A CPU is a machine. The purpose of the machine is to read instructions from memory and then do what they say. Some people have the idea that machine code instructions directly control the CPU or force it to do things. This is wrong – the CPU is voluntarily doing what the machine code instructions tell it because that’s what it’s designed to do.

It’s easiest to study an old 8-bit CPU like you might’ve found in a Commodore 64. Modern ones have too much going on and they do too many things at the same time. The CPU has a few main sections. It has the control unit, which connects to all the other parts of the CPU and sends them signals making them do the right things at the right times. It has the ALU, which is the part that does the calculations, under the control of the control unit. And it has the register file, which stores numbers temporarily.

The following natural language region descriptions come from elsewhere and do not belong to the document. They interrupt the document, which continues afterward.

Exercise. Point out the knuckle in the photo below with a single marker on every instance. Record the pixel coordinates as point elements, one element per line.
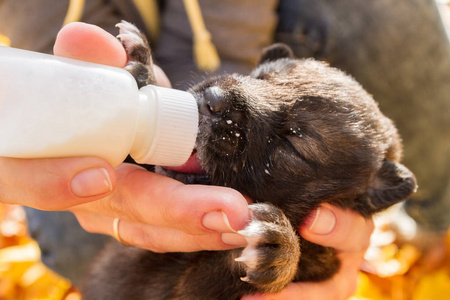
<point>145,240</point>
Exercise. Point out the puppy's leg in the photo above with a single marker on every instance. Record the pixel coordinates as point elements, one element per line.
<point>273,251</point>
<point>140,63</point>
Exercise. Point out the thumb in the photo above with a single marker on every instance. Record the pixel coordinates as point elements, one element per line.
<point>54,184</point>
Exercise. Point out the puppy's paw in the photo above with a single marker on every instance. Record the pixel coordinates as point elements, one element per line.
<point>139,63</point>
<point>273,251</point>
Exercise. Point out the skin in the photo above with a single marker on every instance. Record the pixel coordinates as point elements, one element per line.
<point>157,212</point>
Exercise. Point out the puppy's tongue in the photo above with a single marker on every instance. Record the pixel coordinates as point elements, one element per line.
<point>192,166</point>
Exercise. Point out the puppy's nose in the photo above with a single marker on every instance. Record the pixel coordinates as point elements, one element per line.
<point>213,101</point>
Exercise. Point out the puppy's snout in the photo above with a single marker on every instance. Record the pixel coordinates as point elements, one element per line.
<point>213,102</point>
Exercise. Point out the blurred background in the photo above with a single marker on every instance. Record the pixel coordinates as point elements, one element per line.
<point>399,272</point>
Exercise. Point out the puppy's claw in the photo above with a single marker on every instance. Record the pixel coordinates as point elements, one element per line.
<point>272,253</point>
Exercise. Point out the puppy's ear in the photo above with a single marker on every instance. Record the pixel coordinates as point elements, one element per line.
<point>393,183</point>
<point>275,52</point>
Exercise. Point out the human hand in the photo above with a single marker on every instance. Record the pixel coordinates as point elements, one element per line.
<point>349,234</point>
<point>156,212</point>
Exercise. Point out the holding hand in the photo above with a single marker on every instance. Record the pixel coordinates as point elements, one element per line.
<point>349,234</point>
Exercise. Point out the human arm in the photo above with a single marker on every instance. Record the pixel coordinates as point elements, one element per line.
<point>349,234</point>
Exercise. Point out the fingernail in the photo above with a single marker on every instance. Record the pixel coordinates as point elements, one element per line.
<point>91,182</point>
<point>217,221</point>
<point>322,222</point>
<point>234,239</point>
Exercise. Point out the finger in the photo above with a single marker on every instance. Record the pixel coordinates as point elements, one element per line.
<point>89,43</point>
<point>54,184</point>
<point>156,239</point>
<point>146,197</point>
<point>344,230</point>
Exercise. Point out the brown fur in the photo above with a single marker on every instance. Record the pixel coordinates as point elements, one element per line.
<point>292,135</point>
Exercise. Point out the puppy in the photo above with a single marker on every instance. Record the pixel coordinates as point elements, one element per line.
<point>291,135</point>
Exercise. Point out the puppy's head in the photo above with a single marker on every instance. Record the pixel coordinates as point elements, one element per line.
<point>296,131</point>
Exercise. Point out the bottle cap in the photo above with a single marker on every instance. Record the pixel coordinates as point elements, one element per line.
<point>176,127</point>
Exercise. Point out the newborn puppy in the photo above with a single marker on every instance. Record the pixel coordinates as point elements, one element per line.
<point>291,135</point>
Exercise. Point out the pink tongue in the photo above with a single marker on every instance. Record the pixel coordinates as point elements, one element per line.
<point>192,166</point>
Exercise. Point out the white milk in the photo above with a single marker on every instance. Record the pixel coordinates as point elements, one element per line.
<point>57,107</point>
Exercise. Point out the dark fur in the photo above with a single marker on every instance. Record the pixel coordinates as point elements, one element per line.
<point>292,135</point>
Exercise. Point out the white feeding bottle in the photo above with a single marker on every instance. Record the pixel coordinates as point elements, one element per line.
<point>57,107</point>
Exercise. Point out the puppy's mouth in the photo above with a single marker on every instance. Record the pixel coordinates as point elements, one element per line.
<point>192,166</point>
<point>190,172</point>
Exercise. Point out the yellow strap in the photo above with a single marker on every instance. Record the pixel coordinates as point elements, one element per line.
<point>148,9</point>
<point>205,53</point>
<point>4,41</point>
<point>74,12</point>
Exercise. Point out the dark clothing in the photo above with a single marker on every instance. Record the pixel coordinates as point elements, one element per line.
<point>397,49</point>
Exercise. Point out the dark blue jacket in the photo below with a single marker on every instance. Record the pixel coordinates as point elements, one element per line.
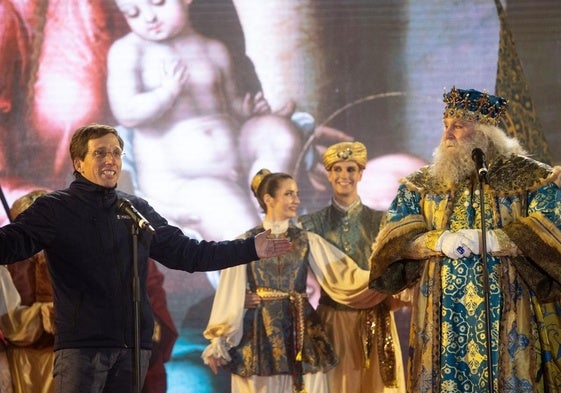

I suppose the control unit is the part that interests you. It’s wired to do a loop like: connect program counter register to address bus, send memory read signal, connect data bus to instruction register, and then the rest of the loop depends on what the instruction in the instruction register is, and then it goes back to the beginning. When I say “it connects the program counter register to the address bus” I actually mean “it sends out a signal to the place where the program counter register connects to the address bus, telling that connection to activate” because the control unit is just controlling the rest. The loop is part of the control unit though.

An example instruction to add two registers might have the following steps. Everything in the same number happens at the same time, and then the next number happens in the next clock cycle. Each thing that happens is actually just sending a signal to the part that makes it happen.

1. Read program counter register onto address bus. Read memory. Write instruction register from data bus.
2. Read register 5 onto data bus. Write ALU left register from data bus.
3. Read register 6 onto data bus. Write ALU right register from data bus.
4. Tell the ALU to add, putting the result on the data bus. Write register 6 from the data bus.

The CPU designers hard-wired it so things happen in this order.